TORONTO — Capital investments are on track at George Weston Ltd., where the company’s top executive said five of seven new production lines are now in the start-up phase.
Pavi Binning, president and chief executive officer of George Weston, in a May 10 conference call with analysts said the lines will add incremental capacity in cakes, donuts and pies. Mr. Binning did say that the amount of capacity the new lines will add has changed from earlier projections. Specifically, the company now expects a 40% increase in cakes (down from 50%), 20% increase for donuts (down from 30%) and about a 10% increase for pies.
“What we decided to do is take a little bit of pressure off some of the existing assets where we’ve been running them pretty hard in recent years,” Mr. Binning said.
|Pavi Binning, president and chief executive officer of George Weston|
While Weston is in the start-up phase with the lines currently, the company plans to really ramp up operations in the third and fourth quarters, he said, and expects it to take about a full year for the investments to contribute meaningful revenue.
“Ultimately when you put in a new production facility and capacity it takes — I would say — about a year to begin to build up the volume in terms of winning new business, because this process isn’t something that you can just switch on and off,” Mr. Binning said. “You have to then go and work with your customers, demonstrate that you’ve got the new capacity, they come in and see the facilities. And that is then hopefully what will generate new business. But it normally takes about a year or so from the time that a facility is operational.”
Adjusted EBITDA in the Weston Foods segment totaled C$63 million ($48.6 million) in the first quarter of fiscal 2016 ended March 26, unchanged from the same period in fiscal 2015. Sales increased 12% to C$562 million ($433.7 million) from C$504 million.
Mr.

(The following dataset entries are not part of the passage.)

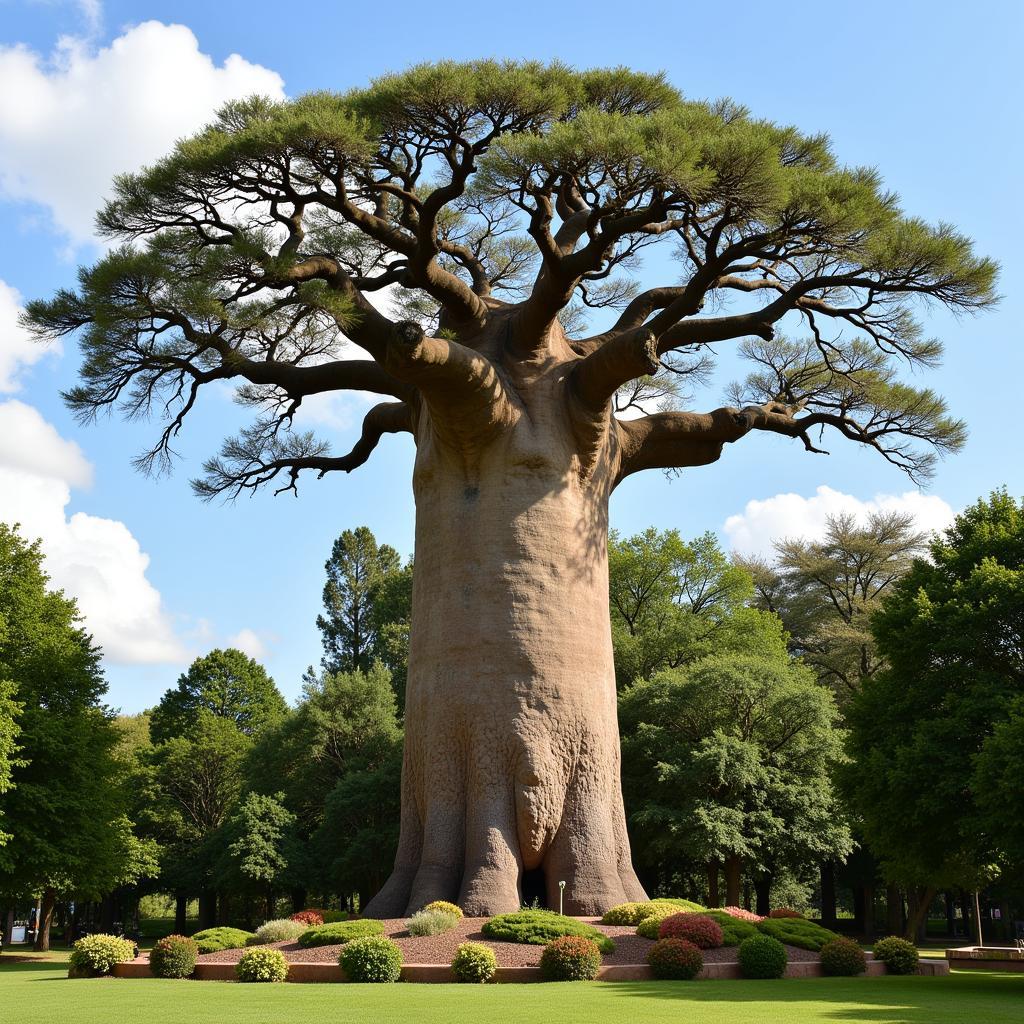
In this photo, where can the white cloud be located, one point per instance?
(70, 123)
(763, 522)
(249, 642)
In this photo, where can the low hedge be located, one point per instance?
(340, 932)
(540, 927)
(797, 932)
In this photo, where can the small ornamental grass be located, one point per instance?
(261, 966)
(340, 933)
(431, 923)
(797, 932)
(843, 958)
(762, 956)
(696, 928)
(675, 960)
(570, 957)
(540, 927)
(96, 954)
(443, 906)
(474, 963)
(898, 955)
(279, 930)
(373, 958)
(173, 956)
(212, 940)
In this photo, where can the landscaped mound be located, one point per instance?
(797, 932)
(339, 933)
(540, 927)
(212, 940)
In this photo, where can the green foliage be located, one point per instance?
(675, 960)
(570, 957)
(762, 956)
(279, 930)
(212, 940)
(173, 956)
(797, 932)
(431, 923)
(340, 932)
(224, 683)
(540, 927)
(261, 966)
(96, 954)
(898, 955)
(372, 958)
(474, 963)
(843, 958)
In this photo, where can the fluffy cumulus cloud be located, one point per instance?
(763, 522)
(70, 122)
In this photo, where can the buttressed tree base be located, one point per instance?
(489, 206)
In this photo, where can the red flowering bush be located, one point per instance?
(695, 928)
(740, 914)
(675, 960)
(311, 919)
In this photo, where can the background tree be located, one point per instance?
(951, 634)
(493, 195)
(225, 683)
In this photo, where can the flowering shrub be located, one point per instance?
(261, 965)
(570, 957)
(371, 958)
(843, 958)
(898, 955)
(308, 918)
(695, 928)
(96, 954)
(762, 956)
(740, 914)
(675, 960)
(474, 962)
(173, 956)
(279, 930)
(444, 906)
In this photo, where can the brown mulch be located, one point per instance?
(630, 947)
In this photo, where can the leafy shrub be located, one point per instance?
(762, 956)
(898, 955)
(431, 923)
(797, 932)
(695, 928)
(173, 956)
(675, 960)
(371, 958)
(843, 958)
(212, 940)
(261, 965)
(734, 930)
(540, 927)
(740, 914)
(570, 957)
(96, 954)
(444, 906)
(279, 930)
(340, 932)
(474, 962)
(308, 918)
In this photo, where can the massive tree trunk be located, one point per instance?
(512, 757)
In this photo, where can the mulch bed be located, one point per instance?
(630, 947)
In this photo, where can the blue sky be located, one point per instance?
(927, 91)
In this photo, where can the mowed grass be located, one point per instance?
(39, 993)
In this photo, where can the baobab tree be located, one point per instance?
(486, 206)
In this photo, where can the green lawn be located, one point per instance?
(39, 993)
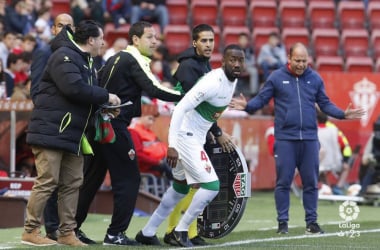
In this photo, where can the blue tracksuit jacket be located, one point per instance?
(294, 103)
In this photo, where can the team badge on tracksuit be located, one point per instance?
(132, 154)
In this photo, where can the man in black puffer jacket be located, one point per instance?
(63, 106)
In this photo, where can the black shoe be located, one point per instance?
(170, 239)
(198, 241)
(182, 238)
(147, 240)
(52, 235)
(119, 240)
(282, 227)
(313, 228)
(83, 237)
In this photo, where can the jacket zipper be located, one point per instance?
(88, 115)
(300, 105)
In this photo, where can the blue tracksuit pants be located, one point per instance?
(303, 155)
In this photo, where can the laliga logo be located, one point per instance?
(349, 211)
(365, 95)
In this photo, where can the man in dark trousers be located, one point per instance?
(296, 89)
(128, 74)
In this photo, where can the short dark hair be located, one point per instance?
(275, 34)
(231, 47)
(200, 28)
(85, 30)
(137, 29)
(13, 58)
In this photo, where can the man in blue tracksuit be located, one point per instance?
(296, 89)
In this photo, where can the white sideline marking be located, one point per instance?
(244, 242)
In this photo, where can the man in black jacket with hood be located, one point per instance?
(63, 106)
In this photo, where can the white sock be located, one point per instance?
(169, 200)
(200, 200)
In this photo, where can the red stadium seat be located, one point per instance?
(263, 13)
(321, 14)
(291, 36)
(178, 11)
(216, 60)
(233, 12)
(60, 6)
(329, 63)
(204, 11)
(177, 38)
(326, 41)
(355, 42)
(373, 14)
(359, 64)
(351, 14)
(260, 36)
(292, 13)
(230, 34)
(375, 42)
(217, 38)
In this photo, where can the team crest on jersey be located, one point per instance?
(199, 95)
(208, 168)
(216, 115)
(132, 154)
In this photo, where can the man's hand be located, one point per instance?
(354, 113)
(113, 99)
(225, 141)
(172, 157)
(111, 112)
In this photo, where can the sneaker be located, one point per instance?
(198, 241)
(147, 240)
(282, 227)
(119, 240)
(52, 235)
(170, 239)
(313, 228)
(182, 238)
(83, 237)
(70, 239)
(34, 238)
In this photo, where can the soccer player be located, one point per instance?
(191, 120)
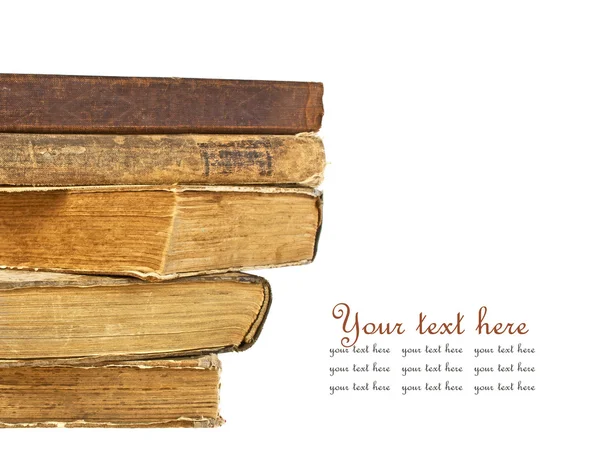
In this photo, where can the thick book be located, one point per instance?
(142, 394)
(46, 318)
(92, 159)
(157, 232)
(93, 104)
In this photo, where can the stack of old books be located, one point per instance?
(127, 208)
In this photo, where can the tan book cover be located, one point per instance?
(92, 159)
(49, 318)
(157, 232)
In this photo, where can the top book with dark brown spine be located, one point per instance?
(93, 104)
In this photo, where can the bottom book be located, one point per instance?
(140, 394)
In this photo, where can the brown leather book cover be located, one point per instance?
(93, 104)
(32, 159)
(144, 394)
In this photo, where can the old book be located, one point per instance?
(88, 159)
(47, 318)
(92, 104)
(155, 393)
(157, 232)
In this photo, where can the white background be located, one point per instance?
(463, 145)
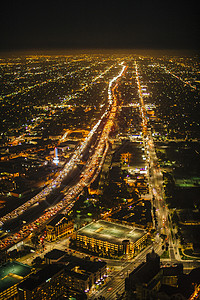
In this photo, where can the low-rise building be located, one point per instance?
(107, 238)
(80, 274)
(46, 284)
(11, 275)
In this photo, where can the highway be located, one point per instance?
(91, 169)
(116, 281)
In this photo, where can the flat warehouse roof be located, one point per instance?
(12, 273)
(111, 232)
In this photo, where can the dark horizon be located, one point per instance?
(138, 25)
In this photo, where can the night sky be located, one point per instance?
(99, 24)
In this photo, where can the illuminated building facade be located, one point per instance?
(11, 275)
(59, 227)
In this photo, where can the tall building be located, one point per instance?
(11, 275)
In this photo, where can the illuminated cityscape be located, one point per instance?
(99, 150)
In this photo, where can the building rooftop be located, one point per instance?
(111, 232)
(12, 273)
(41, 277)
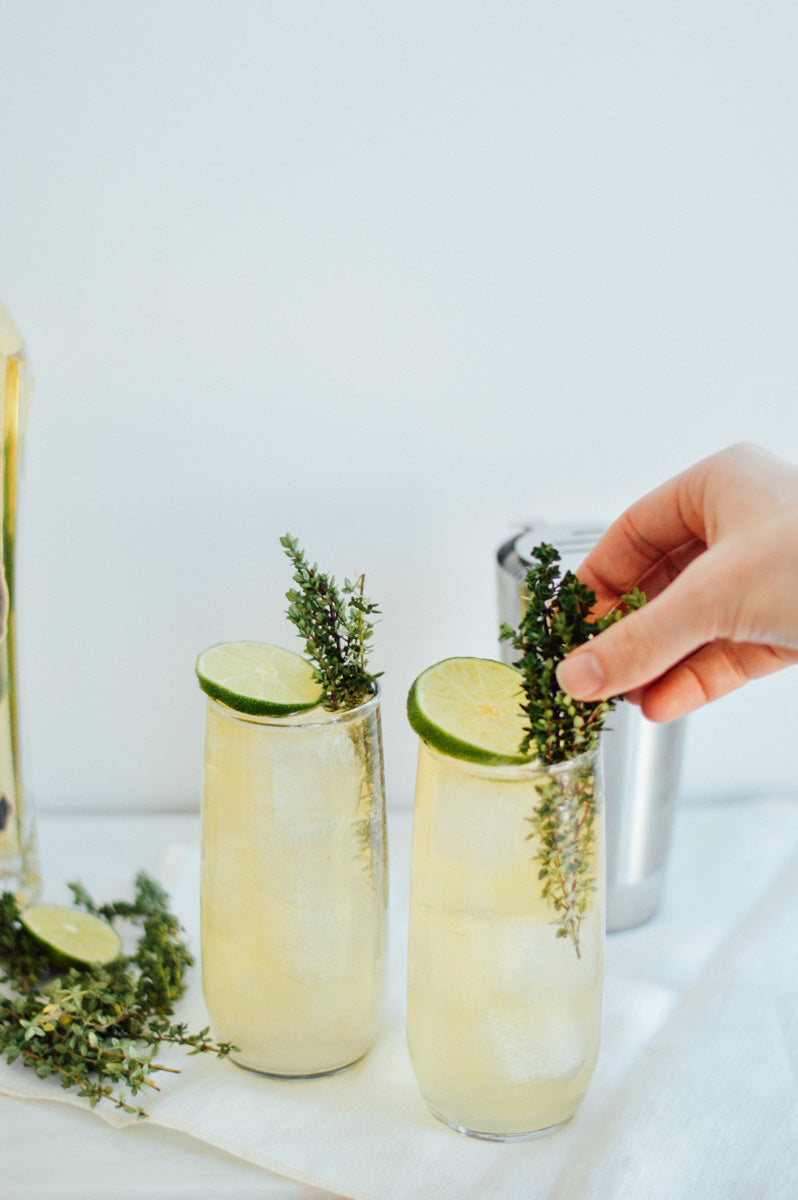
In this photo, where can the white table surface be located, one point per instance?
(54, 1150)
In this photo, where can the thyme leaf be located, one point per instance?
(99, 1029)
(559, 729)
(336, 628)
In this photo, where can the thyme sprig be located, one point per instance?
(336, 625)
(99, 1029)
(556, 621)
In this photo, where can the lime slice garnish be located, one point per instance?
(469, 708)
(71, 935)
(259, 679)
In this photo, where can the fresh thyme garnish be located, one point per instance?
(336, 628)
(97, 1029)
(561, 729)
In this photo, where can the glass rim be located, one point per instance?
(514, 772)
(316, 718)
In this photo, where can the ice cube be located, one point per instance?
(532, 1044)
(480, 825)
(316, 778)
(528, 959)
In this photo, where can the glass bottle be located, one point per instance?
(18, 853)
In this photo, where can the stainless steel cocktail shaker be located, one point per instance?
(642, 760)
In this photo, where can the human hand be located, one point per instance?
(715, 550)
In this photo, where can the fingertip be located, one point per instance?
(580, 675)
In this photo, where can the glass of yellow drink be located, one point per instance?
(294, 886)
(504, 989)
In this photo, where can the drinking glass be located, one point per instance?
(504, 982)
(294, 886)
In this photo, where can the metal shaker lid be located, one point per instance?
(573, 541)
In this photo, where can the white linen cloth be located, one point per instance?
(696, 1090)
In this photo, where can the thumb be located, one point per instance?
(646, 643)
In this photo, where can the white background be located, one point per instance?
(391, 276)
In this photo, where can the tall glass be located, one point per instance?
(294, 886)
(504, 990)
(18, 853)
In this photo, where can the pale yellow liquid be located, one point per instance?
(18, 856)
(293, 891)
(503, 1017)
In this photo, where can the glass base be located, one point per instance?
(499, 1137)
(300, 1074)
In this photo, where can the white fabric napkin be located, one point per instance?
(696, 1091)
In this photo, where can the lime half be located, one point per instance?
(71, 935)
(259, 679)
(469, 708)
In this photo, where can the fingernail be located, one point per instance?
(580, 675)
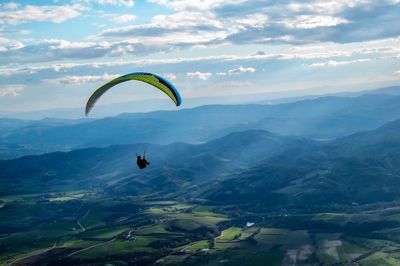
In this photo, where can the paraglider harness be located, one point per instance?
(142, 163)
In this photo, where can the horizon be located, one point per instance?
(64, 50)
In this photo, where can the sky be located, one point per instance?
(54, 54)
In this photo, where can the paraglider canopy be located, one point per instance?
(149, 78)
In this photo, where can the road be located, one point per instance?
(90, 247)
(31, 255)
(83, 217)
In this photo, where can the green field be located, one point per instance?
(186, 234)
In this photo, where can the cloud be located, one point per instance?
(333, 63)
(382, 49)
(78, 80)
(124, 18)
(199, 75)
(125, 3)
(11, 90)
(196, 5)
(30, 13)
(242, 70)
(310, 22)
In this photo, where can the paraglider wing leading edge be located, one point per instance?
(149, 78)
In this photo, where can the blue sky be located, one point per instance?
(55, 53)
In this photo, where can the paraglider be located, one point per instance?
(142, 163)
(149, 78)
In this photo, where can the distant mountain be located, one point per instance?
(256, 169)
(115, 168)
(322, 118)
(359, 169)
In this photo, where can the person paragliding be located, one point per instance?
(157, 81)
(152, 79)
(142, 162)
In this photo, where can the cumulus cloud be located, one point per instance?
(310, 22)
(11, 90)
(124, 18)
(199, 75)
(30, 13)
(333, 63)
(78, 80)
(242, 69)
(125, 3)
(197, 5)
(10, 5)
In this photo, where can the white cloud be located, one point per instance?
(30, 13)
(325, 6)
(10, 6)
(11, 90)
(125, 3)
(242, 69)
(78, 80)
(334, 63)
(194, 4)
(124, 18)
(310, 22)
(199, 75)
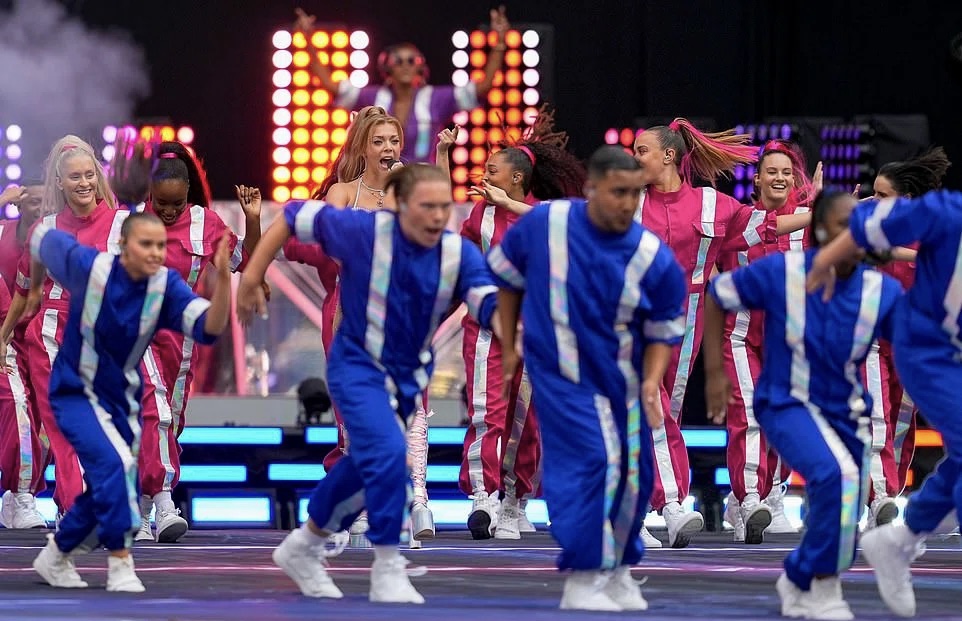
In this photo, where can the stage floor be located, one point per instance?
(228, 575)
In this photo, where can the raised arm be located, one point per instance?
(499, 25)
(250, 200)
(305, 25)
(718, 388)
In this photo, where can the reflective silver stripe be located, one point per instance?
(347, 95)
(422, 113)
(952, 302)
(449, 270)
(709, 199)
(197, 223)
(149, 315)
(352, 505)
(237, 257)
(795, 324)
(746, 388)
(628, 303)
(113, 237)
(754, 221)
(24, 423)
(568, 359)
(610, 554)
(93, 302)
(164, 417)
(304, 221)
(192, 312)
(862, 337)
(479, 409)
(640, 212)
(487, 227)
(849, 492)
(797, 238)
(726, 293)
(873, 225)
(89, 361)
(873, 383)
(503, 267)
(382, 259)
(45, 226)
(48, 334)
(383, 98)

Binning said Weston Foods’ outlook for 2016 remains unchanged, as the company expects sales growth generated by the new capacity and productivity improvements to more than offset continued investments and new plant costs, resulting in an increase in adjusted EBITDA in 2016 when compared with 2015.
“The increase in adjusted EBITDA is expected to be greater in the second half of the year, as a new plant capacity and capability come on-line,” he said. “Depreciation is projected to increase in 2016 when compared to 2015 and offset the improvement in adjusted EBITDA. In terms of capital, management expects to make investments of approximately C$300 million in 2016.”Overall, George Weston posted first-quarter net earnings attributable to common shareholders of C$37 million ($28.6 million), equal to C0.29 per share on the common stock, which compared with C$157 million a year ago. Sales increased 4% to C$10,800 million ($8,337 million).